I was aghast when I got the news about MSC. I’m an Environmental Studies major, I’m supposed to be one step ahead of the green-washers. Turns out the MSC — like me — means to do the right thing, it’s just once again, easier said than done. Ironically, the MSC is a victim of its own good intentions. There is such a high customer demand for sustainable fish (from Walmart to Whole Foods) the pressure is on to approve fisheries — even the not-quite-good-enough ones. Walmart is also a big donor to MSC, so the council is caught between an ethical rock and a harder place — the environment and corporate power-players.
Meanwhile out there in the oceans, fisheries are reaching collapse north, south, east and west. Highly prized Pacific blue fin tuna sushi is about to be a delicacy of our very recent past. Reports in January say the population is down 96 percent: That’s extinction time — especially as 90 percent of blue fin caught are juveniles not even at spawning age.
But with the kind of money blue fin commands — the first blue fin caught this season sold for a record $1.76 million at a Tokyo fish market — you can see the dilemma. The tuna that fetched this publicity-stunt-inflated price was only 489 pounds, less than half the size a blue fin can reach.
And size does count. Take the West Atlantic swordfish. Back in 1960 its average size was 270 pounds, now it’s a much slimmer 90 pounds. They can be legally caught, supposedly sustainably, at a mind-warping whisper-thin 44 pounds — yet swordfish can’t reproduce until they are 150 pounds.
The MSC gave the Canadian Atlantic swordfish fishery its stamp of approval, outraging marine scientists and environmentalists — not over the size of the swordfish caught, but the long-line fishing method used.

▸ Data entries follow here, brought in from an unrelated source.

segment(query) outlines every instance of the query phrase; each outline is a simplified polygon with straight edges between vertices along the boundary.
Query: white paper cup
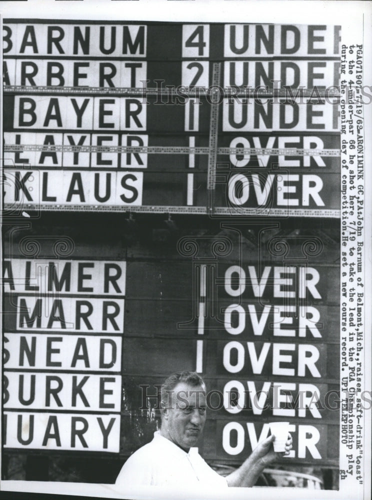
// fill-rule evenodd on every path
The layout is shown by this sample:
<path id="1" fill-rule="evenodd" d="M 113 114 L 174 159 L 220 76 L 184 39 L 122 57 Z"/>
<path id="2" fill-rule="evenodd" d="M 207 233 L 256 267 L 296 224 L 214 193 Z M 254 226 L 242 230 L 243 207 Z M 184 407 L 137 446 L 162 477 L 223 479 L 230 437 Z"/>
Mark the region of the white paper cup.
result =
<path id="1" fill-rule="evenodd" d="M 274 452 L 285 452 L 286 443 L 290 432 L 289 422 L 273 422 L 270 424 L 270 430 L 275 436 L 272 443 Z"/>

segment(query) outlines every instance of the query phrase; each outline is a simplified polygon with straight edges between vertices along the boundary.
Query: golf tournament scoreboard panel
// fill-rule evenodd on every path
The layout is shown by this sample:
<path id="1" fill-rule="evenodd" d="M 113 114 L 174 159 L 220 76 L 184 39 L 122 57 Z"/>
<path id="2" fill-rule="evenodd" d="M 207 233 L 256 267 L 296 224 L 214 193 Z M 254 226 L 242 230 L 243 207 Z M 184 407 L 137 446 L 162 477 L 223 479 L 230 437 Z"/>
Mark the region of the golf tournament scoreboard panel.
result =
<path id="1" fill-rule="evenodd" d="M 6 208 L 339 216 L 340 26 L 4 33 Z"/>
<path id="2" fill-rule="evenodd" d="M 292 217 L 294 234 L 296 218 L 339 218 L 339 26 L 6 20 L 4 39 L 6 210 Z M 71 260 L 12 247 L 4 448 L 126 457 L 155 430 L 138 388 L 151 399 L 196 369 L 223 395 L 206 458 L 241 462 L 285 420 L 288 460 L 336 464 L 339 412 L 320 406 L 339 390 L 339 267 L 324 241 L 305 254 L 290 238 L 286 260 L 272 236 L 263 256 L 236 244 L 213 265 L 180 244 L 166 258 L 114 240 Z"/>

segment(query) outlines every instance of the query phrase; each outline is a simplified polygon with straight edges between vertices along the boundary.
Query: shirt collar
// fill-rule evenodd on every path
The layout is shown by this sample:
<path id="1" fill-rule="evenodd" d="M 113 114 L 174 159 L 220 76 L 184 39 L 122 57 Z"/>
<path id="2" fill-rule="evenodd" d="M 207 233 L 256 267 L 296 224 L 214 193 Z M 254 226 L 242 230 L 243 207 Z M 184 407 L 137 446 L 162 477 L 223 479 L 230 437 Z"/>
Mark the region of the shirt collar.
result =
<path id="1" fill-rule="evenodd" d="M 197 448 L 192 447 L 190 448 L 188 453 L 184 450 L 182 450 L 182 448 L 178 446 L 178 445 L 176 444 L 176 443 L 173 442 L 172 441 L 162 436 L 160 430 L 156 430 L 154 433 L 154 438 L 160 444 L 161 443 L 161 446 L 164 449 L 168 451 L 169 453 L 171 453 L 173 455 L 185 457 L 188 456 L 190 456 L 192 454 L 194 454 L 195 453 L 198 453 L 198 448 Z"/>

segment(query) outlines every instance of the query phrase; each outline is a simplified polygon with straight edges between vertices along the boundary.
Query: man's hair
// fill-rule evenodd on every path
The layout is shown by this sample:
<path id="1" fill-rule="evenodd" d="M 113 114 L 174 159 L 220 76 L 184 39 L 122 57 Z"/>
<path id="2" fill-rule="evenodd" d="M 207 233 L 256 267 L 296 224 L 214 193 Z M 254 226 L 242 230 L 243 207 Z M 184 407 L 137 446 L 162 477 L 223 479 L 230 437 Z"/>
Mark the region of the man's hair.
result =
<path id="1" fill-rule="evenodd" d="M 164 408 L 169 408 L 172 394 L 174 391 L 174 388 L 178 384 L 182 382 L 192 387 L 198 387 L 200 386 L 203 391 L 206 390 L 206 382 L 196 372 L 176 372 L 172 374 L 164 380 L 162 386 L 160 390 L 162 413 Z"/>

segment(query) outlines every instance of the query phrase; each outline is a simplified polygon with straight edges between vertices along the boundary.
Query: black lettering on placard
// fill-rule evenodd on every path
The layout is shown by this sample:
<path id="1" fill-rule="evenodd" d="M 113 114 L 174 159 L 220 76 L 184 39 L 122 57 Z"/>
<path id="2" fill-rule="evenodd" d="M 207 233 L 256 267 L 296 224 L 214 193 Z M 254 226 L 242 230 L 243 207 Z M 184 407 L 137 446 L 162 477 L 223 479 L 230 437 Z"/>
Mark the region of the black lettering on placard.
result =
<path id="1" fill-rule="evenodd" d="M 20 320 L 18 326 L 20 328 L 28 326 L 40 328 L 42 326 L 42 299 L 36 298 L 35 306 L 30 316 L 28 314 L 28 308 L 24 298 L 20 300 Z"/>
<path id="2" fill-rule="evenodd" d="M 108 40 L 108 37 L 105 32 L 106 26 L 101 26 L 100 28 L 100 50 L 102 54 L 112 54 L 116 47 L 116 27 L 111 26 L 111 40 L 110 46 L 108 48 L 104 47 L 104 40 Z"/>
<path id="3" fill-rule="evenodd" d="M 46 337 L 46 366 L 62 366 L 62 363 L 60 361 L 52 361 L 52 356 L 53 354 L 59 354 L 60 352 L 60 349 L 54 349 L 52 344 L 54 342 L 62 342 L 63 338 L 62 337 Z"/>
<path id="4" fill-rule="evenodd" d="M 293 44 L 288 46 L 288 34 L 292 33 Z M 296 26 L 288 24 L 281 27 L 280 52 L 282 54 L 294 54 L 300 48 L 300 30 Z"/>
<path id="5" fill-rule="evenodd" d="M 194 40 L 195 40 L 194 42 Z M 206 46 L 206 44 L 204 41 L 204 27 L 203 26 L 198 26 L 196 28 L 185 42 L 184 46 L 185 47 L 197 47 L 198 55 L 201 56 L 204 55 L 204 48 Z"/>
<path id="6" fill-rule="evenodd" d="M 114 382 L 115 379 L 113 377 L 100 377 L 100 408 L 114 408 L 114 403 L 105 403 L 104 396 L 106 394 L 114 394 L 114 391 L 111 389 L 106 389 L 105 388 L 105 384 L 110 384 L 111 382 Z"/>
<path id="7" fill-rule="evenodd" d="M 76 188 L 75 187 L 76 184 Z M 70 202 L 72 196 L 75 194 L 77 194 L 80 196 L 80 202 L 85 202 L 85 196 L 84 195 L 84 190 L 82 188 L 82 175 L 79 172 L 74 172 L 71 176 L 71 182 L 68 188 L 68 192 L 67 194 L 66 201 Z"/>
<path id="8" fill-rule="evenodd" d="M 59 268 L 59 266 L 58 266 Z M 61 292 L 64 287 L 66 292 L 70 291 L 71 284 L 71 262 L 65 262 L 64 270 L 58 279 L 58 272 L 53 262 L 49 262 L 49 272 L 48 273 L 48 292 L 54 290 L 56 292 Z"/>
<path id="9" fill-rule="evenodd" d="M 92 292 L 93 288 L 92 286 L 84 286 L 83 282 L 86 280 L 92 280 L 92 274 L 85 274 L 84 270 L 86 268 L 94 268 L 94 264 L 93 262 L 79 262 L 78 264 L 78 292 Z"/>
<path id="10" fill-rule="evenodd" d="M 309 54 L 325 54 L 325 48 L 315 48 L 314 44 L 317 42 L 324 42 L 324 36 L 316 36 L 314 32 L 320 30 L 326 30 L 325 26 L 318 25 L 308 26 L 308 52 Z"/>
<path id="11" fill-rule="evenodd" d="M 90 26 L 85 26 L 85 34 L 82 36 L 82 28 L 80 26 L 74 26 L 74 48 L 73 53 L 74 54 L 78 52 L 78 44 L 82 50 L 83 54 L 86 55 L 89 54 L 89 42 L 90 38 Z"/>
<path id="12" fill-rule="evenodd" d="M 26 446 L 32 442 L 34 439 L 34 415 L 28 416 L 28 422 L 27 425 L 24 426 L 22 420 L 23 415 L 18 415 L 17 418 L 17 439 L 18 442 Z M 22 430 L 24 428 L 28 429 L 28 437 L 27 439 L 24 439 L 22 438 Z"/>
<path id="13" fill-rule="evenodd" d="M 52 388 L 52 382 L 56 382 L 56 386 Z M 57 404 L 57 406 L 62 406 L 62 402 L 60 399 L 58 393 L 60 392 L 64 387 L 64 382 L 60 377 L 56 375 L 47 375 L 45 379 L 45 406 L 50 406 L 50 396 L 52 396 Z"/>
<path id="14" fill-rule="evenodd" d="M 142 62 L 126 62 L 124 66 L 130 70 L 130 86 L 137 86 L 136 80 L 136 70 L 138 68 L 142 68 Z"/>
<path id="15" fill-rule="evenodd" d="M 114 425 L 116 420 L 116 419 L 114 417 L 112 417 L 112 418 L 110 420 L 107 427 L 105 428 L 104 425 L 102 418 L 100 416 L 97 417 L 97 422 L 98 422 L 98 424 L 100 426 L 100 428 L 101 430 L 102 436 L 104 438 L 104 450 L 105 450 L 108 446 L 108 434 L 110 434 L 110 432 L 112 428 L 112 426 Z"/>
<path id="16" fill-rule="evenodd" d="M 52 86 L 54 78 L 58 79 L 56 86 L 62 87 L 64 85 L 64 78 L 62 75 L 64 71 L 63 64 L 60 62 L 48 61 L 46 62 L 46 85 Z"/>
<path id="17" fill-rule="evenodd" d="M 49 126 L 51 120 L 55 121 L 57 126 L 62 126 L 62 117 L 58 98 L 52 98 L 50 100 L 42 126 Z"/>
<path id="18" fill-rule="evenodd" d="M 82 353 L 80 354 L 80 350 L 82 350 Z M 71 368 L 74 368 L 76 366 L 76 364 L 79 360 L 84 362 L 86 368 L 90 368 L 90 365 L 89 362 L 89 357 L 88 356 L 88 350 L 86 346 L 86 340 L 84 337 L 78 337 L 76 340 L 75 350 L 74 352 L 72 360 L 71 362 Z"/>
<path id="19" fill-rule="evenodd" d="M 12 50 L 13 46 L 13 42 L 11 40 L 12 32 L 12 29 L 8 26 L 2 26 L 2 52 L 6 54 Z M 4 44 L 6 45 L 4 45 Z"/>
<path id="20" fill-rule="evenodd" d="M 115 274 L 110 274 L 111 270 L 116 271 Z M 118 294 L 121 294 L 122 290 L 119 288 L 119 286 L 116 282 L 120 279 L 122 276 L 122 268 L 118 264 L 114 264 L 110 262 L 104 263 L 104 292 L 105 294 L 108 293 L 110 284 Z"/>
<path id="21" fill-rule="evenodd" d="M 129 28 L 128 26 L 122 27 L 122 53 L 128 54 L 128 48 L 130 53 L 135 54 L 137 49 L 140 48 L 140 54 L 143 54 L 144 52 L 144 26 L 138 26 L 137 35 L 134 42 L 132 42 Z"/>
<path id="22" fill-rule="evenodd" d="M 88 73 L 80 73 L 80 68 L 89 68 L 89 62 L 74 62 L 74 86 L 78 87 L 80 85 L 79 80 L 80 78 L 86 78 L 88 76 Z"/>
<path id="23" fill-rule="evenodd" d="M 24 354 L 27 358 L 29 366 L 34 366 L 35 358 L 36 356 L 36 337 L 31 337 L 31 347 L 28 346 L 28 339 L 30 336 L 22 336 L 20 339 L 20 366 L 24 366 Z"/>
<path id="24" fill-rule="evenodd" d="M 35 380 L 36 375 L 30 375 L 30 398 L 26 400 L 24 397 L 24 376 L 20 375 L 20 383 L 18 386 L 18 400 L 21 404 L 24 406 L 28 406 L 34 402 L 35 399 Z"/>
<path id="25" fill-rule="evenodd" d="M 190 62 L 187 65 L 186 68 L 188 68 L 188 70 L 192 70 L 193 68 L 196 68 L 196 74 L 192 78 L 192 80 L 191 80 L 191 82 L 190 83 L 190 86 L 193 87 L 196 84 L 198 81 L 202 74 L 203 66 L 200 64 L 200 62 Z"/>
<path id="26" fill-rule="evenodd" d="M 72 99 L 71 104 L 74 106 L 74 109 L 76 113 L 76 126 L 77 128 L 81 128 L 82 126 L 82 115 L 84 112 L 86 110 L 86 108 L 88 105 L 89 102 L 89 99 L 84 99 L 82 102 L 82 104 L 81 108 L 79 108 L 78 102 L 76 101 L 76 99 Z M 85 200 L 83 200 L 85 201 Z"/>
<path id="27" fill-rule="evenodd" d="M 4 345 L 9 342 L 9 340 L 6 338 L 6 337 L 4 337 Z M 9 361 L 9 358 L 10 357 L 10 353 L 9 352 L 8 349 L 5 348 L 5 346 L 2 350 L 2 362 L 4 364 L 6 364 L 6 363 Z"/>
<path id="28" fill-rule="evenodd" d="M 9 385 L 9 380 L 6 375 L 4 375 L 2 379 L 2 404 L 6 404 L 9 400 L 9 391 L 8 390 Z"/>
<path id="29" fill-rule="evenodd" d="M 56 34 L 54 36 L 54 32 Z M 54 45 L 60 54 L 64 54 L 64 50 L 60 46 L 60 42 L 64 38 L 64 30 L 60 26 L 48 26 L 48 48 L 46 51 L 48 54 L 52 53 L 52 46 Z"/>
<path id="30" fill-rule="evenodd" d="M 30 68 L 30 71 L 28 72 L 28 68 Z M 22 61 L 20 63 L 20 84 L 26 85 L 26 80 L 28 80 L 30 85 L 36 86 L 34 76 L 36 76 L 38 72 L 37 64 L 32 61 Z"/>
<path id="31" fill-rule="evenodd" d="M 54 324 L 58 322 L 60 328 L 66 328 L 66 322 L 64 320 L 64 311 L 63 302 L 60 298 L 56 298 L 53 301 L 52 306 L 52 314 L 49 316 L 46 328 L 53 328 Z"/>
<path id="32" fill-rule="evenodd" d="M 87 103 L 88 104 L 88 103 Z M 81 126 L 81 118 L 80 118 L 80 126 Z M 86 138 L 86 136 L 82 136 L 79 139 L 78 144 L 75 144 L 75 141 L 74 140 L 74 138 L 72 136 L 68 136 L 67 138 L 68 140 L 68 142 L 72 146 L 82 146 L 82 144 L 85 142 L 85 140 Z M 79 164 L 79 152 L 74 151 L 74 160 L 72 163 L 74 165 L 78 165 Z"/>
<path id="33" fill-rule="evenodd" d="M 52 432 L 52 427 L 54 432 Z M 46 428 L 44 434 L 44 438 L 42 440 L 42 446 L 47 446 L 48 440 L 54 439 L 56 440 L 56 446 L 60 446 L 60 430 L 58 427 L 58 420 L 56 415 L 50 415 L 48 419 L 48 423 L 46 425 Z"/>
<path id="34" fill-rule="evenodd" d="M 105 346 L 111 346 L 111 360 L 104 362 Z M 112 368 L 116 360 L 116 342 L 110 338 L 100 338 L 100 368 Z"/>
<path id="35" fill-rule="evenodd" d="M 16 134 L 16 144 L 20 144 L 20 134 Z M 16 163 L 30 163 L 28 158 L 21 158 L 20 152 L 17 152 L 14 153 L 14 162 Z"/>
<path id="36" fill-rule="evenodd" d="M 132 104 L 134 106 L 134 108 L 131 109 Z M 138 127 L 141 128 L 143 128 L 143 125 L 138 120 L 137 115 L 139 114 L 142 111 L 142 104 L 136 99 L 126 99 L 126 128 L 130 128 L 130 118 L 133 118 Z"/>
<path id="37" fill-rule="evenodd" d="M 102 305 L 102 330 L 104 331 L 107 330 L 108 320 L 110 320 L 114 330 L 120 330 L 120 328 L 118 325 L 114 320 L 114 318 L 116 318 L 120 314 L 119 304 L 116 302 L 104 300 Z M 108 312 L 108 308 L 110 307 L 113 307 L 114 309 L 114 310 L 112 312 Z"/>
<path id="38" fill-rule="evenodd" d="M 110 70 L 110 73 L 106 73 L 104 70 L 106 68 L 108 68 Z M 112 62 L 100 62 L 100 86 L 104 87 L 104 82 L 106 82 L 108 84 L 108 86 L 110 87 L 114 87 L 115 86 L 112 82 L 112 78 L 114 78 L 115 75 L 116 74 L 117 70 L 116 66 L 112 64 Z M 131 86 L 134 87 L 134 85 L 132 85 Z M 112 114 L 112 113 L 111 114 Z"/>
<path id="39" fill-rule="evenodd" d="M 127 180 L 136 180 L 137 178 L 136 176 L 133 175 L 132 174 L 127 174 L 126 175 L 124 176 L 122 178 L 122 180 L 120 184 L 122 186 L 127 190 L 131 191 L 133 193 L 132 196 L 129 197 L 126 196 L 125 194 L 120 194 L 120 198 L 126 203 L 132 203 L 136 200 L 138 197 L 138 191 L 134 188 L 134 186 L 130 186 L 130 184 L 127 184 Z"/>
<path id="40" fill-rule="evenodd" d="M 82 428 L 76 428 L 78 423 L 82 424 Z M 78 438 L 84 448 L 88 448 L 88 445 L 84 439 L 83 434 L 88 430 L 88 422 L 82 416 L 72 416 L 71 418 L 71 448 L 75 448 L 76 438 Z"/>
<path id="41" fill-rule="evenodd" d="M 94 174 L 94 198 L 98 202 L 103 203 L 109 200 L 111 196 L 111 174 L 110 172 L 106 174 L 106 192 L 104 196 L 100 195 L 100 187 L 101 184 L 100 176 L 98 172 L 96 172 Z"/>
<path id="42" fill-rule="evenodd" d="M 28 36 L 30 40 L 28 40 Z M 35 36 L 35 28 L 32 25 L 28 25 L 24 28 L 22 42 L 20 48 L 20 54 L 22 54 L 24 52 L 26 47 L 32 47 L 34 54 L 38 53 L 38 45 L 36 43 L 36 36 Z"/>
<path id="43" fill-rule="evenodd" d="M 72 388 L 71 396 L 71 406 L 76 406 L 76 398 L 78 396 L 82 402 L 84 406 L 90 406 L 90 405 L 88 402 L 88 400 L 86 397 L 85 394 L 82 392 L 82 386 L 89 380 L 89 376 L 86 375 L 78 384 L 78 377 L 74 375 L 72 377 Z"/>
<path id="44" fill-rule="evenodd" d="M 4 260 L 2 264 L 4 269 L 2 282 L 4 284 L 7 283 L 9 285 L 10 290 L 15 290 L 16 287 L 14 286 L 14 278 L 13 278 L 13 271 L 12 268 L 12 262 L 10 260 Z M 8 278 L 6 278 L 7 276 Z"/>
<path id="45" fill-rule="evenodd" d="M 88 318 L 93 312 L 93 306 L 88 300 L 76 300 L 76 328 L 80 330 L 80 320 L 82 320 L 88 330 L 92 330 L 93 327 L 89 322 Z M 86 308 L 86 310 L 82 310 L 82 308 Z"/>
<path id="46" fill-rule="evenodd" d="M 230 48 L 232 52 L 236 54 L 242 54 L 248 48 L 249 29 L 248 24 L 244 24 L 243 26 L 242 44 L 241 47 L 238 48 L 236 46 L 236 26 L 235 24 L 230 26 Z"/>
<path id="47" fill-rule="evenodd" d="M 29 105 L 28 108 L 26 108 L 26 104 Z M 21 97 L 20 98 L 20 107 L 18 110 L 18 123 L 20 126 L 32 126 L 36 123 L 37 117 L 35 110 L 36 108 L 36 102 L 34 99 L 30 98 Z M 25 116 L 30 116 L 30 118 L 26 120 Z"/>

For every swordfish caught, two sharks die (unintended by-catch). North Atlantic shark populations are down 40-60 percent in the past few decades.
I am a pretty nonreligious person — a burnt-out Anglican. But on Easter Sunday, my 8-year-old daughter insisted we go to Mass. When the priest talked of simple garden-variety resurrections he had witnessed, I thought about the fish in the sea…
It’s a no-brainer we need some real life species resurrections right about now.
Blue fin tuna are the tigers of the sea. They are aqua-dynamic marvels, reaching speeds of up to 50 mph, at the top of their evolutionary game — and like us — their food chain. But herein lies the problem: All food chains now end with us. Someone better send a memo to the Japanese, who gobble up 81 percent of the world’s fresh tuna.
Our collective, voracious appetite for sushi and other delicacies is messing with the ecology of the ocean. Forget the Amazon rain forest being the lungs of the earth. Oceans provide the oxygen for seven out of every 10 breaths you take. It doesn’t take a sage to know we should not mess with the third day of God’s handiwork.
Eighty percent of Americans want to eat sustainably caught fish. If the blue-and-white MSC label is not all it’s cracked up to be, how do we do that? Spend a few minutes with the one who knows all — the Internet. With a few clicks, you will be immersed in an information fiesta of fishy facts.
Free fact: Alaskan black cod (aka sablefish) is one “best” choice option.
But the bottom-trawling truth I’m afraid may seem unpalatably un-American. The “best” fishing practice is probably to eat: not one fish, not two fish, but simply less fish. Because even if the MSC label and governmental data could always be relied on, I don’t think it can be fish-business as usual. Unlike the starving baby sea lions we have other food options.
If we, the politicians, the corporate CEOs, the people, can perform some miracles of informed, considered restraint, maybe we could help pull off some resurrections.